Rating:
Let’s Talk About It:

Like with its predecessor, I trudged through the pages of Wayward. It’s not that the book is unenjoyable, but I’m older now and these books are heavy! Also, my eyesight isn’t what it used to be (thanks COVID (and, I guess, old age)). I did “hack” my way through the pages, though, by also listening to the audiobook – something I highly recommend as the narrators are AMAZING!
I re-read Wanderers before jumping into this book to refresh my memory of the world Wendig constructed, and I began to wonder if Wayward was even necessary. The first book’s open-ending does give wiggle room for the sequel, but I like the aspect of letting the audience make their own conclusion. However, I did like the idea of that motherfucking rockgod extraordinaire, Pete Corley.
Wayward does answer some questions left open at the end of Wanderers:
- What happens after an AI goes rogue, causes an apocalyptic pandemic, and grooms its handpicked survivors into worshiping it?
- Where’s Ed Creel? Is ARM/Creel Coalition still a threat to Ouray?
- What will happen to Shana’s baby?
- Is Matthew Bird’s wife still out there?
- But more importantly – where the fuck is Pete Corley?!
Goddamnit, Chuck, tell me! Just don’t make me cry!*
The book picks up where the last left off – five years after the major events (the Flock, White Mask, and Ozark Stover’s ARM). We learn that the events of the first book take place in an alternate 2020. I’m sure this was something Wendig chose after the very real pandemic (rumored to have been caused by bats, predicted by AI, and flooded the world with science-denying, antivaxxers – some of which stormed the U.S. Capitol in hopes to kill those who stood against their leader) that happened in 2020.
We also learn through Benji and Marcy that pockets of people – good people – have survived. That civilization has managed to outlive White Mask and seemingly thrive. Wouldn’t Ian Malcolm be happy to learn that life found a way.
Things go south in Ouray when Black Swan makes a reappearance, letting Benji and Shana know its intentions and the range of its new abilities. This sends Benji and Shana on a cross country, post-apocalyptic road trip to find a way to stop the once-logical-now-diabolical AI.
Putting Benji and Shana on the road is a nice touch in Wayward. In Wanderers, we saw the country through the eyes of the Shepherds as they traveled with the Flock. That was before the world fell to White Mask. Now we get to see what a post-apocalyptic country the U.S. can become after its population is whittled down.
However, we get two visions of the country, through three-and-a-half sets of eyes. Because as Benji and Shana are traveling in one direction, Ed Creel and company are traveling in the opposite direction. Benji and Shana encounter trouble, of course, but that takes the passenger seat to the people who they meet on the way. How communities pop up and people come together in order to survive.
We don’t get many new “good guy” characters in Wayward, but Wendig does utilize characters that fell beneath the cracks in the first book. We meet Dot, who becomes a potential love interest of Benji, something neither reader nor character expected. The breakout character of the sequel is, of course, Gumball, a golden retriever who survived most of his masters in the wake of and post White Mask. He is, after all, a good boy. The greatest of good boys.

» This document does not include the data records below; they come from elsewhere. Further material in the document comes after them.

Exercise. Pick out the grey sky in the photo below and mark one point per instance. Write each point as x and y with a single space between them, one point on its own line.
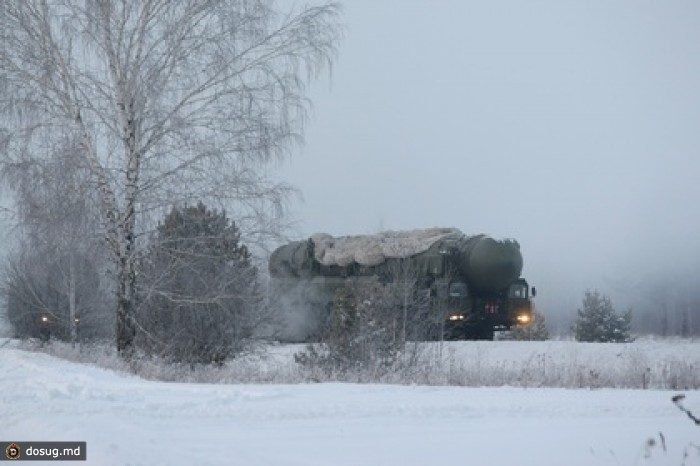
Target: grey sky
572 126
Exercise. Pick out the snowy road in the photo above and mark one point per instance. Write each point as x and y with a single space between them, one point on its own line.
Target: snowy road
126 420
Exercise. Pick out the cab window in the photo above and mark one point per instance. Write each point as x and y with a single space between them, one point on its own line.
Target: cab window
518 291
458 290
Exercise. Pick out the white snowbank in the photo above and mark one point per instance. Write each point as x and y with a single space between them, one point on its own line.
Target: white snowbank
374 249
128 421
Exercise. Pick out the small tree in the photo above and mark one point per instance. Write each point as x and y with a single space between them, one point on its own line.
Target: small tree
363 334
535 330
200 298
598 321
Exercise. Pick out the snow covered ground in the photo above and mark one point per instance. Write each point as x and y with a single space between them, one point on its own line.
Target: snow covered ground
126 420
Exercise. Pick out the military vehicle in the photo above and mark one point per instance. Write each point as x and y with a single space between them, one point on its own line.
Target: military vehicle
473 282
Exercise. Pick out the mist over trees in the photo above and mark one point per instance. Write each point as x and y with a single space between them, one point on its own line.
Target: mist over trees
199 299
158 103
598 321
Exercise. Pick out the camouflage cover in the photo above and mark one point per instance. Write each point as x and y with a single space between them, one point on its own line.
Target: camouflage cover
370 250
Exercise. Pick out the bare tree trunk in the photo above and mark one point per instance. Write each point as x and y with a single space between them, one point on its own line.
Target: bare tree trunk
72 314
126 330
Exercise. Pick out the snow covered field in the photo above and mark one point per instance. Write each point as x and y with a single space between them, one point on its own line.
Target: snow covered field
128 420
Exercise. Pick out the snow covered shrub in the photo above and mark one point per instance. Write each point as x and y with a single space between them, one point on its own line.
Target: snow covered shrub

What Wendig does provide us with is a rogue’s gallery of antagonists, though they lack the flair and threat of those in the previous book.
Unlike Ozark Stover, Ed Creel isn’t menacing no matter how many doodads he is gifted. There were moments in Wanderers where I believe Ozark may win; I cannot say the same for Creel, someone I knew was destined to fail. He is seemingly an amalgamation of Donald Trump and Dan Crenshaw. Sure, they’re politics are a threat to our country, but essentially they’re just fragile white men who suffer from an inferiority complex.

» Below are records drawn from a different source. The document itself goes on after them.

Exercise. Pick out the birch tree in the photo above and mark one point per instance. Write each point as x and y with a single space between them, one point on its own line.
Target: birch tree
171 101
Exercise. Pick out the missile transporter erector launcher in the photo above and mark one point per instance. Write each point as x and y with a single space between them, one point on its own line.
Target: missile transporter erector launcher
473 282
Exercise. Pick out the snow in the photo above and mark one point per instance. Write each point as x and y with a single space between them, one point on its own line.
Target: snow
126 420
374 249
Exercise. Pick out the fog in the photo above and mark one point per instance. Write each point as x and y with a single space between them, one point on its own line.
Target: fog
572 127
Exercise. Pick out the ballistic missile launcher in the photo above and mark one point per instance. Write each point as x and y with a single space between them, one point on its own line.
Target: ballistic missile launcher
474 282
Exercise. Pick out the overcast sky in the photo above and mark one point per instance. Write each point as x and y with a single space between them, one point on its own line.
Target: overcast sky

In Ouray, there’s Xander and Claudia, but each are just two-dimensional characters thrown into the plot and dealt with pretty quickly, leaving some damage in their wake, but not enough to remember by the end of the book.

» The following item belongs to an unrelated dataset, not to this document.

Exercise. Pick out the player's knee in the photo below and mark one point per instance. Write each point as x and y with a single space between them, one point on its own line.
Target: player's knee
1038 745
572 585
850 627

The big bad, of course, is none other than Black Swan, who has changed since we last encountered it. In Wanderers, we met a logical, emotionless AI that did bad in order to save the planet. However, as we dive into the pages of Wayward, we learn that it had some motives into why it selected the people who first made up the Flock. It’s also chilling learning its plan and how it is willing to stop at nothing to implement them.
Wendig knocked this one out of the park, though sometimes it felt like it suffered from the sophomore slump. Most characters that weren’t introduced in the first book, don’t grow with the story – mostly, because they’re not allowed to due to circumstances – and several suffer from two-dimensionality due to not having a meaningful part in the overall story.